Dari gaji pokok guru honorer yang abnormal dan pekerjaan sampingan itu bagi saya yang tinggal di D.I Yogyakarta, wilayah Kabupaten Bantul, saya kira sudah cukup untuk menikmati hidup sebagai anak muda. Ngopi- ngopi sama kawan, nonton bioskop sama pacar, sesekali piknik sama kawan atau sama pacar. Bisa dikatakan cukup menyenangkanlah.
Jika penghasilan saya itu mau diperbandingkan dengan yang lebih tinggi, sebenarnya tak usah jauh-jauh dengan si lulusan UI yang mengeluh itu, dengan tukang parkir pasar dekat rumah saya pun jauh sekali.
Dan perbandingan yang terakhir tentu terasa lebih menyakitkan.

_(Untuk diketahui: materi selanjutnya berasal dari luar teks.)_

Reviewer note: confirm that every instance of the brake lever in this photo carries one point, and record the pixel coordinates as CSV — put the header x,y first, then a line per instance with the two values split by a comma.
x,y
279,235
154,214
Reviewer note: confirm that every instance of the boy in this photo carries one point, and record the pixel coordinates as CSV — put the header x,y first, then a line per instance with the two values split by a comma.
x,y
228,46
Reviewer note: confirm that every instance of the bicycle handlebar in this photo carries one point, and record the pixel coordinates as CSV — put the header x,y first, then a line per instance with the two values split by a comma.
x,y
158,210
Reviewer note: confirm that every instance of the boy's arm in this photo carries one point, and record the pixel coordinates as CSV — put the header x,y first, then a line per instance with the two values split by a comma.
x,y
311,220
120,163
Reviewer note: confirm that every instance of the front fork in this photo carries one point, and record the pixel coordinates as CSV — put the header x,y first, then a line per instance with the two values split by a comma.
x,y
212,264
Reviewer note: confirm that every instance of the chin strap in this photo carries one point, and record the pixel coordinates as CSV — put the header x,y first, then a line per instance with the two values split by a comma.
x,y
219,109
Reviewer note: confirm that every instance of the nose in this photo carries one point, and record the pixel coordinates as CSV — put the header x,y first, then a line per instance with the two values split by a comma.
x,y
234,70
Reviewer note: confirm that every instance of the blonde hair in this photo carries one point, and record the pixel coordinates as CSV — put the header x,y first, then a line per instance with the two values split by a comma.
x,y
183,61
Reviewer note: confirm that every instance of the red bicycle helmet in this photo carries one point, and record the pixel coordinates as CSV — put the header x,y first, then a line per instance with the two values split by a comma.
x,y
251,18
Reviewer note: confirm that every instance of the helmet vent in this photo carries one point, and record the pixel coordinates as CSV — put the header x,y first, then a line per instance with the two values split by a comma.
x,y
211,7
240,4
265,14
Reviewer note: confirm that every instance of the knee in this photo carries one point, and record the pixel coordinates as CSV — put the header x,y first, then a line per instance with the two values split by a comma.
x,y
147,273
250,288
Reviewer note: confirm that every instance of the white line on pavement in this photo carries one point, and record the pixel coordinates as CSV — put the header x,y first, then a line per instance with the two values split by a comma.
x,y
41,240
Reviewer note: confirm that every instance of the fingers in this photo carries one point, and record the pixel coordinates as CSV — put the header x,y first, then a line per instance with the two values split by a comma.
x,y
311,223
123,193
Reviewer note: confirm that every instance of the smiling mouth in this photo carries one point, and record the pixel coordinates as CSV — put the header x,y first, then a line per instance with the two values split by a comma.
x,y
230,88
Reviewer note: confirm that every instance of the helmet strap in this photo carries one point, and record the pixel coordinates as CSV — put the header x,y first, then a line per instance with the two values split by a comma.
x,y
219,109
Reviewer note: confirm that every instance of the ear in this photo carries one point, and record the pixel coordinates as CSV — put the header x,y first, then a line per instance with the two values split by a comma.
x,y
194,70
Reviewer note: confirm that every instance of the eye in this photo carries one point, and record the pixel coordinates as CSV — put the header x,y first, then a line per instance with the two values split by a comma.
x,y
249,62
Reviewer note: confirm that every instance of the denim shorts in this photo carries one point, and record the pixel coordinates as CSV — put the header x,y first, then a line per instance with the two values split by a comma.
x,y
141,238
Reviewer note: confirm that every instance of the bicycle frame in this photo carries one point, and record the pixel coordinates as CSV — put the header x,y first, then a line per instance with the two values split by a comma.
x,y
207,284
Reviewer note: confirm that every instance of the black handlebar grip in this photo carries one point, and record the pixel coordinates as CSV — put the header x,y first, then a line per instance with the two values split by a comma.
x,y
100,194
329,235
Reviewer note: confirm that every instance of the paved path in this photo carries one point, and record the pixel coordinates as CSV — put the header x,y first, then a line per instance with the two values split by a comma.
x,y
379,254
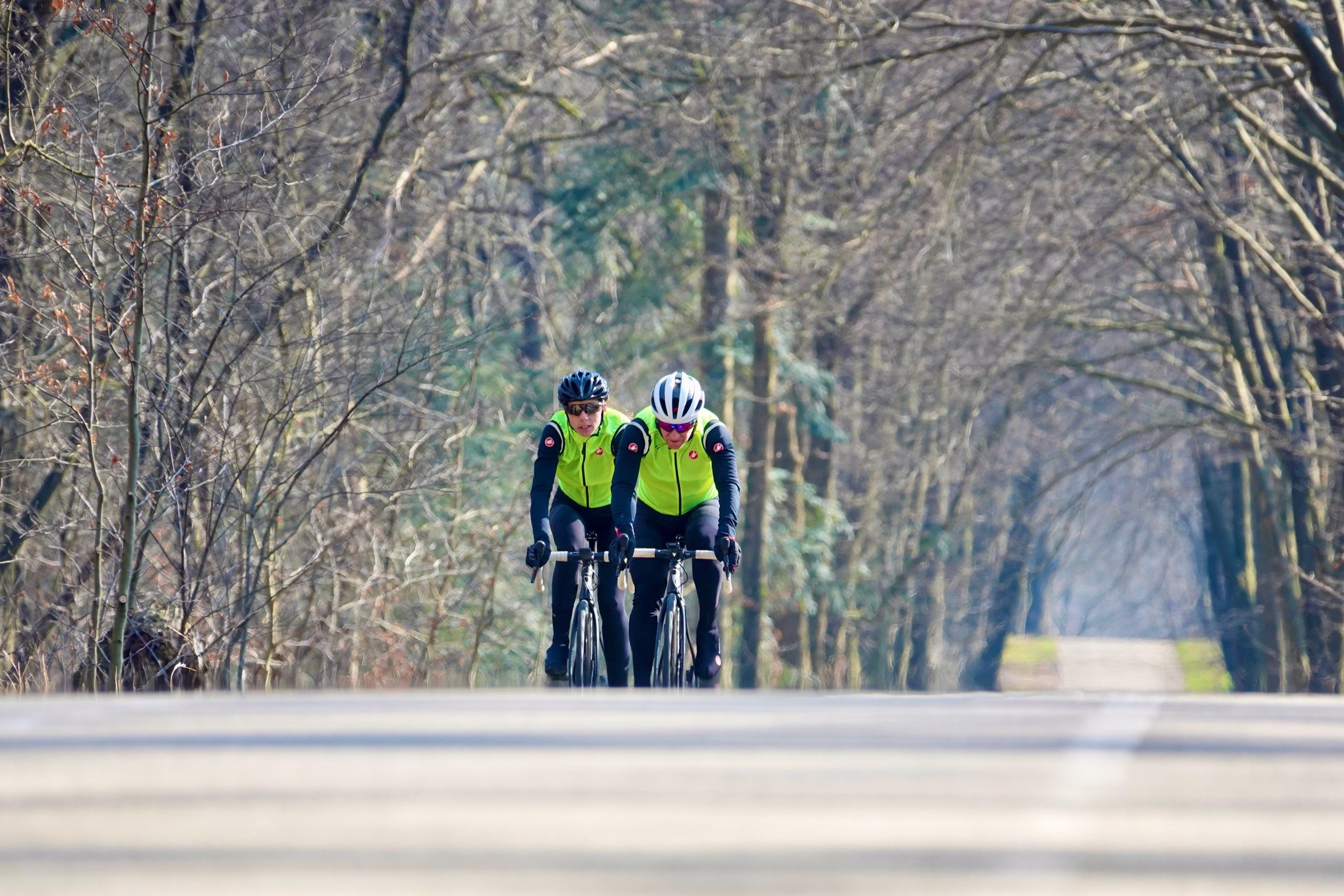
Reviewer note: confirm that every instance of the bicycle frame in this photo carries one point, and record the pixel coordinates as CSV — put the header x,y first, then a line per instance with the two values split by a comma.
x,y
673,642
585,621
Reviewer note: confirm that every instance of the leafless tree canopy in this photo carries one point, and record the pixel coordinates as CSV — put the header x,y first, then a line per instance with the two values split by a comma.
x,y
1026,315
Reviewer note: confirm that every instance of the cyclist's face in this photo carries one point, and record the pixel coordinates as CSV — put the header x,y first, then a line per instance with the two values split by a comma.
x,y
586,422
675,440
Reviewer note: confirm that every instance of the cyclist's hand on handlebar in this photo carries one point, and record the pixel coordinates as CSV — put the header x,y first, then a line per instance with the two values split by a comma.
x,y
538,554
729,553
622,549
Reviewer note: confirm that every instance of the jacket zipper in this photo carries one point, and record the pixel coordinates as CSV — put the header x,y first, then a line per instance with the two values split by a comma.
x,y
588,500
676,471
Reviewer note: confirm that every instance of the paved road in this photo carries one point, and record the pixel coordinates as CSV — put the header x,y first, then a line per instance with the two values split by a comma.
x,y
549,792
1119,664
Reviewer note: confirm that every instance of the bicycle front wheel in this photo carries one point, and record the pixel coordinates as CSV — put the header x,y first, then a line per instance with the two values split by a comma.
x,y
591,645
579,645
670,652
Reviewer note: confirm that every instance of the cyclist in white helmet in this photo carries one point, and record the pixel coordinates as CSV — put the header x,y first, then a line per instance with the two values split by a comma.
x,y
676,475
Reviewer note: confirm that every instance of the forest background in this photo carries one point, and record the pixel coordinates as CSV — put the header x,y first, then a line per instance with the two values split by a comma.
x,y
1025,315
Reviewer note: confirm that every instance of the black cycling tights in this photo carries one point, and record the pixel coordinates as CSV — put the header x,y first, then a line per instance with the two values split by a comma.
x,y
569,530
654,530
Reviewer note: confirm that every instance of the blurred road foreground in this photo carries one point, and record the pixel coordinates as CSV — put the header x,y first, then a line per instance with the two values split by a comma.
x,y
554,792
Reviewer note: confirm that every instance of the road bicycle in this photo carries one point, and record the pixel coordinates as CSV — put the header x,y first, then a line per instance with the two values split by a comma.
x,y
674,635
585,623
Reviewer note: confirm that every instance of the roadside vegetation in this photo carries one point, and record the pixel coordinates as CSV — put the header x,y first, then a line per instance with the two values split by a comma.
x,y
286,291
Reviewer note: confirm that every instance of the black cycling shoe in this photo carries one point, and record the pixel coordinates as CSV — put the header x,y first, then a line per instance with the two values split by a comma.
x,y
707,660
557,661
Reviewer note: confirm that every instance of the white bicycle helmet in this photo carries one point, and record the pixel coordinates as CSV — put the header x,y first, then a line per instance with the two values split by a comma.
x,y
678,398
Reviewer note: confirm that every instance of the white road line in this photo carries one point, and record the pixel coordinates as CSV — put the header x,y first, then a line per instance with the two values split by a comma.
x,y
1093,766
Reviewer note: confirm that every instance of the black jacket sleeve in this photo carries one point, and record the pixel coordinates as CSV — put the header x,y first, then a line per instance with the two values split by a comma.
x,y
543,480
723,460
627,473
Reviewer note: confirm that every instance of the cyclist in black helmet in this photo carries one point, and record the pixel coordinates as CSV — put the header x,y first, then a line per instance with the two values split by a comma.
x,y
575,450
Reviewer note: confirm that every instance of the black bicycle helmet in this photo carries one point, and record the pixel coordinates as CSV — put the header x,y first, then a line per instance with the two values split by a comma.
x,y
582,386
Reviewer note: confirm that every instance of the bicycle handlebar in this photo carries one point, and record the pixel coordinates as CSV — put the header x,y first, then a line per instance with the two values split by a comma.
x,y
639,554
566,556
663,554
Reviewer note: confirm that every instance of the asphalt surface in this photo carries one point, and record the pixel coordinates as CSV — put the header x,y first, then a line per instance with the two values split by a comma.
x,y
553,792
1119,664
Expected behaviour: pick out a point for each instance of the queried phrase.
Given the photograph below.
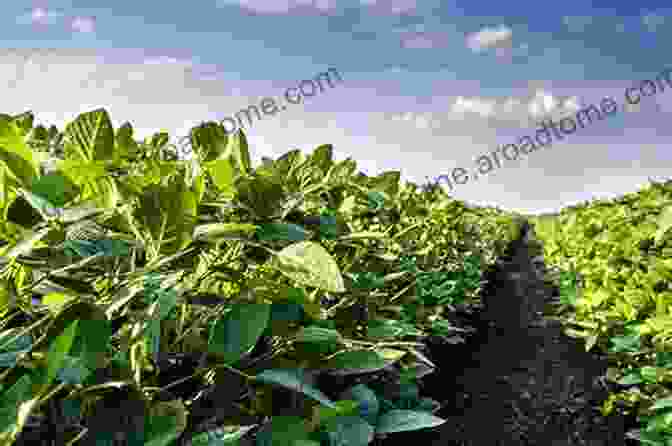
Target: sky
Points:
(422, 87)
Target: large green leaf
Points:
(308, 263)
(90, 137)
(10, 353)
(238, 331)
(356, 361)
(16, 154)
(10, 401)
(125, 145)
(349, 431)
(282, 231)
(406, 420)
(54, 188)
(262, 193)
(216, 231)
(369, 407)
(315, 334)
(92, 342)
(293, 379)
(222, 174)
(282, 431)
(59, 350)
(221, 438)
(166, 422)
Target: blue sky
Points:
(426, 86)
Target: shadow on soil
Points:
(519, 380)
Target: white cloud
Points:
(487, 112)
(653, 21)
(424, 40)
(391, 6)
(83, 24)
(577, 24)
(39, 16)
(57, 85)
(489, 37)
(279, 6)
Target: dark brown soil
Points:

Bayangkan, seorang tukang parkir, tak perlu kuliah, tak perlu mikir berat bisa mendapatkan penghasilan sekitar 60 persen dari gaji 8 juta yang dikeluhkan itu.
Saya, yang kuliah, mikir berat, beban kerja berat gajinya bahkan jauh dari 60 persen dari 8 juta tersebut. Jika memperbandingkan dengan orang yang mendapat gaji lebih tinggi dari yang saya dapatkan kemudian saya pikir berat-berat, yang ada tentu stres dan stres.
Oleh karenanya saya mau mengatakan. Kepada Si lulusan UI yang mengeluh dengan gaji awal 8 juta, percayalah itu gaji yang besar. Apalagi untuk ukuran fresh gaduate. Entah kamu hidup di Jakarta atau tidak kalau yang diutamakan adalah gengsi, gaji seberapa pun akan terasa kecil. Maka, mengeluh karena mendapat gaji awal 8 juta itu aneh. Saya yang dulu ketika awal menjadi guru honorer gaji jauh di bawah UMR aja biasa–biasa saja kok!